Let $\phi$ be Euler's totient function, and consider the sum: \begin{equation} \sum_{k=1}^{\infty} \left({1\over\phi(k)}\right)^s \end{equation} For what values of $s$ does this converge/diverge?
According to wolframalpha.com, it diverges even for $s = 100$:
(https://www.wolframalpha.com/input?i=sum%281%2F%28totient%28k%29%5E100%29%29)
I found that claim somewhat surprising, the intuition being that $\phi(k)$ is usually not horrendously smaller than $k$, so the sum above should converge if the real part of $s$ is not too small.
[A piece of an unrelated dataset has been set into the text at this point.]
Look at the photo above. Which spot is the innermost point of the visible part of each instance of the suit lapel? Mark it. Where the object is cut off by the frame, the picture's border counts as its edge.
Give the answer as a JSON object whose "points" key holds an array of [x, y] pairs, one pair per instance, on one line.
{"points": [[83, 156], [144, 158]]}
Using the product formula for $\phi$, we can give an Euler product expansion of the sum as: $$ \prod_p \left( 1 + \frac{1}{(p-1)^s} (1 + 1/p^s + 1/p^{2s} + \cdots )\right) $$ $$ = \prod_p \left( 1 + \frac{1}{(p-1)^s}\frac{1}{1 - 1/p^s} \right) $$ $$ = \prod_p \left( 1 + \left(\frac{p}{p-1}\right)^s \frac{1}{p^s - 1}\right) $$ with the product taken over primes. For real $s \ge 2$ this is bounded above by $$ \prod_p \left( 1 + 2^s \frac{2}{p^s} \right) $$ Comparing with $\sum_p \frac{1}{p^s}$, I suspect this is in fact convergent for $s \ge 2$, despite what wolframalpha says?
The sum converges if and only if $s>1$. (If we allow complex values, the sum converges if and only if the real part of $s$ is at least $1$.) The divergence of $\displaystyle\sum_{n=1}^\infty \frac1{\phi(n)^s}$ for $0<s\le1$ follows from the trivial comparison $\displaystyle\sum_{n=1}^\infty \frac1{\phi(n)^s} > \sum_{n=1}^\infty \frac1{n^s}$ (and the divergence for $s\le0$ is even more trivial).
For the complementary case, we want to use the fact that $\phi(n)$ is always pretty darn close to $n$: for example, it is known that $\displaystyle\lim_{n\to\infty} \frac{\phi(n)}{n^{1-\delta}} = \infty$ for any $\delta>0$. (Much stronger bounds are listed there, but this one suffices for us.) In particular, $\phi(n) > n^{1-\delta}$ for sufficiently large $n$, so by the comparison test, $\displaystyle\sum_{n=1}^\infty \frac1{\phi(n)^s} < \sum_{n=1}^\infty \frac1{n^{s(1-\delta)}}$ which converges whenever $s>\dfrac1{1-\delta}$. Since $\delta>0$ can be chosen arbitrarily, we conclude that $\displaystyle\sum_{n=1}^\infty \frac1{\phi(n)^s}$ converges whenever $s>1$.